Knoxville-Knox County Community Action Committee (CAC) will operate the center and provide early childhood education. Family services, health screenings, assistance with mental health and disabilities, free and nutritious meals, transportation to and from the Head Start and dual-language learning programs will also be provided there.
The 22,000 square foot facility is located at the intersection of West Oldham Avenue and Reed Street. It will serve more than 130 children, include four classrooms for infants and toddlers and six preschool classrooms. The site also features two playgrounds, a multipurpose room, and an expanded parking lot. Children can be involved from the time they are born until they are five.

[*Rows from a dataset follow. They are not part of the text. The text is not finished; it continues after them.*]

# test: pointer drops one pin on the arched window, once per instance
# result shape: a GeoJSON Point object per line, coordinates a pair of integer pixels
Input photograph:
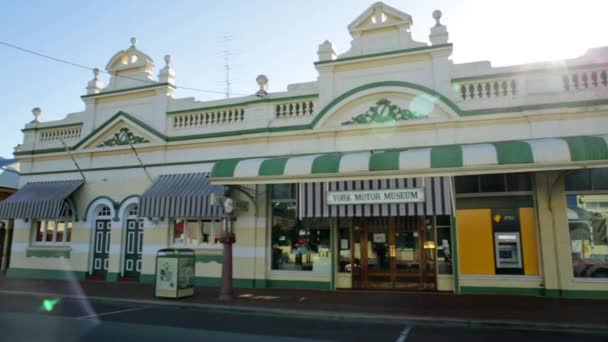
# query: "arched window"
{"type": "Point", "coordinates": [54, 231]}
{"type": "Point", "coordinates": [104, 211]}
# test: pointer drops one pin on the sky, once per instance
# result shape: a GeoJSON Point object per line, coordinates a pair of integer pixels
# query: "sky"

“Children are our future and if we can give them a strong healthy foundation that means they will be able to thrive and take advantage of the educational opportunities afforded to them and get good jobs and raise their own healthy vivacious families,” said Mayor Inyda Kincannon.
The building will cost $5.4 million. Part of this money will come from the Community Investment Tax Credit, which allows KCDC to raise private equity for the Head Start facility. McCarty Holsaple McCarty, a Knoxville-based architecture design firm, designed the Western Heights Head Start facility. Jenkins & Stiles has been contracted to complete the construction. It is expected to be completed by late 2022.
“We want to provide neighborhoods where families can thrive, and today’s groundbreaking is made possible because of the combined efforts of our business and community partners. We especially appreciate the commitment of Western Heights residents to help lead the renewal of their neighborhood,” KCDC Executive Director and CEO Ben Bentley said.
The facility is a part of the push to transform Western Heights and the Beaumont neighborhood through the Transforming Western initiative, a planning process for the future of housing and neighborhoods in Western Heights. This initiative includes plans to rebuild or significantly renovating the affordable housing already available in Western Heights, build more affordable housing units, create additional units for people of varying income levels and revitalize the Beaumont neighborhood.